BURNABY — When a team goes to penalty kicks to win the two biggest games of its season in back-to-back fashion within a span of about four-and-half-hours, so much of it comes down to mind over matter.
And perhaps no one brought more mental tenacity to the turf at the Burnaby Lake Sports Complex for the B.C. senior boys high school Coastal AA championship final than one of the smallest big-match players your apt to see anywhere.
Brentwood College Grade 11 forward Avik Bakshi attempted to sell his height as “optimistically 5-foot-5,” and while it’s very clear he’s hovering more in the range of about 5-foot-2, he was a giant when he needed to be, scoring both his team’s regulation-time goal and the decisive penalty-kicks winner in leading his team to a 1-1 (4-1 penalty kicks) victory over Campbell River’s Carihi Tyees.
While the win does not go down as a B.C. championship due to the absence of the non-Mainland, Fraser Valley and Vancouver Island schools, it is in fact the first time that Brentwood College (the only school in B.C. without a nickname) has won the season-ending boys soccer competition staged at Burnaby Lakes for AA-tiered schools. It had, in fact, never even played in the final until Tuesday.
Irregardless, Brentwood’s road to the title was no walk in the park, as it won four games in two days when quite literally, just one loss over the opening day’s pool play would put top spot out of reach at this season’s compacted 12-team event.
Brentwood College started the day at 11:45 a.m. with a 1-1 (6-5 penalty kicks) victory over defending B.C. champion Notre Dame, and by the time Bakshi stepped up to decide the game from the spot against Carihi, it was around 4:30 p.m.
“He is a fantastic dribbler,” said Brentwood College head coach Wes Barrett when asked about Bakshi after the match. “He can play anywhere in the final third, be it the wing, at the No. 10… he is shifty, he plays so well side-to-side and Carihi knows it.”
In the first half, however, winger Owen Shlesinger played the set-up role to perfection, allowing Bakshi to put his team ahead 1-0 at the break.
“I just saw him go and so I yelled for a cross and really committed to it,” Bakshi continued, nodding the ball home deep inside the six-yard box to the left side.
Carihi, which got two goals in the final 10 minutes — from Sacha Deschanes and Emile Abele — to snap a scoreless draw and beat Maple Ridge’s Westview Wildcats 2-0 in the day’s other semifinal, indeed knew Brentwood College better than any team in the entire 12-team draw, having beaten them recently by a 2-1 score in the North Island championship final.
And after Bakshi had staked his team to a 1-0 halftime lead, the Tyees were the ones dominating huge stretches of the second half, testing Brentwood College keeper Dylan Gage point-blank on a pair of occasions.

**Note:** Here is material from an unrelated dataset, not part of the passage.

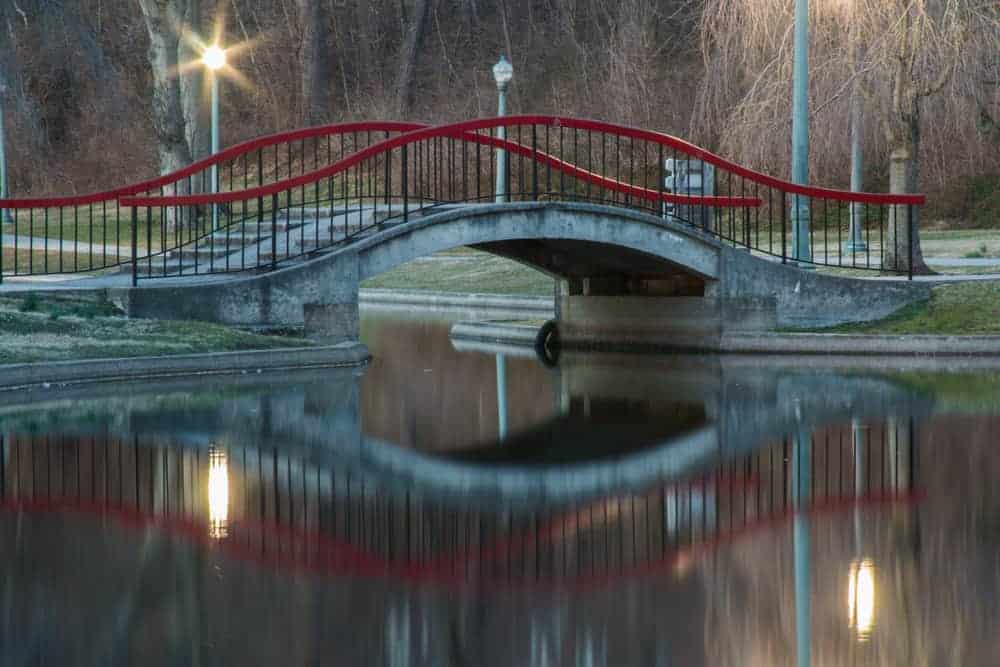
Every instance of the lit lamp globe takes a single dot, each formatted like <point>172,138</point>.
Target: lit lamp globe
<point>214,58</point>
<point>503,72</point>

But then with two minutes remaining in regulation, Carihi’s Sam Borrie was able to knot the score and force what would be a scoreless overtime.
“In the second half, I thought we had more control,” said Carihi head coach Ray Wilson, but when you get to PK’s you never know. Our strength was goal-scoring, and although we lapsed a bit here and there, I don’t think we were picked here. Overall we had a pretty good season, but at this point, it’s a little hard to celebrate that.”
Brentwood head coach Wes Barrett applauded his team’s tenacity to pull through the grind of back-to-back” overtime games.
“It seems to happen in finals all the time, and it’s a war of attrition,” Barrett said. “It’s about keeping your legs, and trying to keep your heads a little bit longer.
Notre Dame defeated Westview to finish third.
The 16-team B.C. senior boys AAA Coastal championships begin Thursday at Burnaby Lake.